Millet benzin parasını mı düşünecek Erdoğan’ın Biden’la konuşmasını mı?


■ Meclis’e girdikten sonra milletvekilleri kendi partilerini temsil edebileceklerine göre bu kanunun niyeti sadece Millet İttifakı’nın güçlenmemesi veya bu 6 partinin resmen bir araya gelmemesi mi?

Bu konuda partiler arasında hemen anlaşma olamayacağını, bunun bir kargaşa, kaos yaratacağını düşünüyorlar. Bir de yeni partilerin, kurulacak olan partilerin ya da var olan oyu düşük partilerin etkilerini azaltarak oradan dağılacak seçmenden kendilerine pay çıkarmayı planlıyorlar ama 2018 yılını baz alarak plan yapmışlar. Oysa şu anda şartlar 2018’in şartları değil, tersine döndü, Millet İttifakı ile Cumhur İttifakı arasındaki fark Millet İttifakı lehine açıldı. Örneğin İYİ Parti’nin çıkaracağı milletvekili sayıları bu seçimde artacaktır. En son anketlerde yüzde 25 kararsız, yüzde 11 “oy kullanmayacağım” diyen bir kitle oldu, yüzde 36 çok büyük bir rakam.

■ Ukrayna-Rusya savaşı Türkiye siyasetinde değişiklik yaptı mı sizce?
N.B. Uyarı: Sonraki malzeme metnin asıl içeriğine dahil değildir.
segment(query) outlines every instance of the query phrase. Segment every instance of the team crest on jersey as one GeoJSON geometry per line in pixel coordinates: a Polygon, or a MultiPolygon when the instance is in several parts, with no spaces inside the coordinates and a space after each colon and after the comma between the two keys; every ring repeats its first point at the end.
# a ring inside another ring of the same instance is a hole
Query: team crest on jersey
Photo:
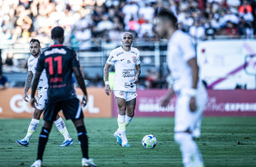
{"type": "Polygon", "coordinates": [[[132,58],[133,58],[133,62],[135,63],[137,60],[137,56],[132,56],[132,58]]]}

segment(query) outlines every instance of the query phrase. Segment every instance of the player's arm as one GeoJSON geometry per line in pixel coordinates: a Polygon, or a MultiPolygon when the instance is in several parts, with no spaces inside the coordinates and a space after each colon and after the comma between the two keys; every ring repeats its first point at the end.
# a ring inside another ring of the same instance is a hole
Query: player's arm
{"type": "Polygon", "coordinates": [[[111,93],[111,89],[109,86],[109,68],[111,67],[111,64],[105,64],[104,69],[103,69],[103,73],[104,73],[104,78],[105,78],[105,93],[107,95],[110,94],[111,93]]]}
{"type": "Polygon", "coordinates": [[[160,105],[162,107],[166,107],[168,105],[168,103],[170,103],[170,100],[172,99],[172,97],[174,95],[174,91],[172,88],[168,89],[167,93],[161,98],[160,100],[160,105]]]}
{"type": "Polygon", "coordinates": [[[39,83],[39,79],[40,79],[40,75],[41,75],[41,72],[36,71],[35,74],[34,74],[34,78],[32,84],[32,87],[31,87],[31,100],[30,100],[30,104],[35,108],[34,106],[34,103],[36,103],[36,100],[34,98],[34,94],[35,94],[35,91],[39,83]]]}
{"type": "Polygon", "coordinates": [[[136,68],[136,71],[135,71],[135,77],[134,77],[133,84],[137,84],[139,81],[139,76],[141,74],[141,64],[136,64],[135,68],[136,68]]]}
{"type": "Polygon", "coordinates": [[[194,112],[196,110],[196,88],[197,88],[197,83],[199,80],[198,73],[199,73],[199,67],[197,65],[196,58],[192,58],[188,61],[188,64],[192,68],[192,94],[191,94],[191,100],[190,100],[190,109],[192,112],[194,112]]]}
{"type": "Polygon", "coordinates": [[[28,95],[27,95],[27,92],[29,90],[29,88],[31,87],[31,83],[32,83],[32,80],[33,80],[33,73],[32,71],[28,71],[28,74],[27,74],[27,76],[26,76],[26,80],[25,80],[25,89],[24,89],[24,100],[25,102],[28,102],[27,98],[28,98],[28,95]]]}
Millet arabasına binerken benzine ödediği parayı mı düşünecek, onun Biden’la konuşmasını mı? Sahadayız, insanlar ağlıyor, öyle bildiğiniz gibi değil.
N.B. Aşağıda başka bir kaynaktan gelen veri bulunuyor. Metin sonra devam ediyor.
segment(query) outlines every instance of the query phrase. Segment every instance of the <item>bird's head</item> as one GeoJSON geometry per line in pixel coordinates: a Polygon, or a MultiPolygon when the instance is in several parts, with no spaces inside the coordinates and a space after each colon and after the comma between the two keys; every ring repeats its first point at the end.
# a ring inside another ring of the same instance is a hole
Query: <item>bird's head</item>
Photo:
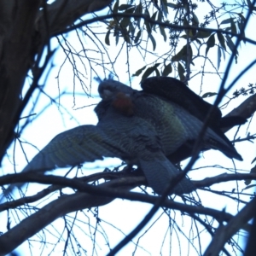
{"type": "Polygon", "coordinates": [[[134,113],[132,95],[135,91],[131,87],[112,79],[102,81],[98,87],[102,101],[108,102],[114,109],[125,116],[134,113]]]}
■ Bu Seçim Kanunu’nda değişiklik yasası yine de hazırlıksız yakalayan, çok kurnazca bir hamle değil mi?

İktidar ortakları açısından bakarsanız şeytani bir düzen kurmuşlar. Yani bunlar isteseler 4 ay sonra seçim kararı da alabilirler, o zaman bu kanun uygulanmaz, mevcut haliyle gidilir. Bütün ihtimaller dikkate alındığında, bir yıllık süreyi doldurarak seçime gitme ihtimalinin daha yüksek olduğu görülüyor. Erken seçim bence düşük bir ihtimal.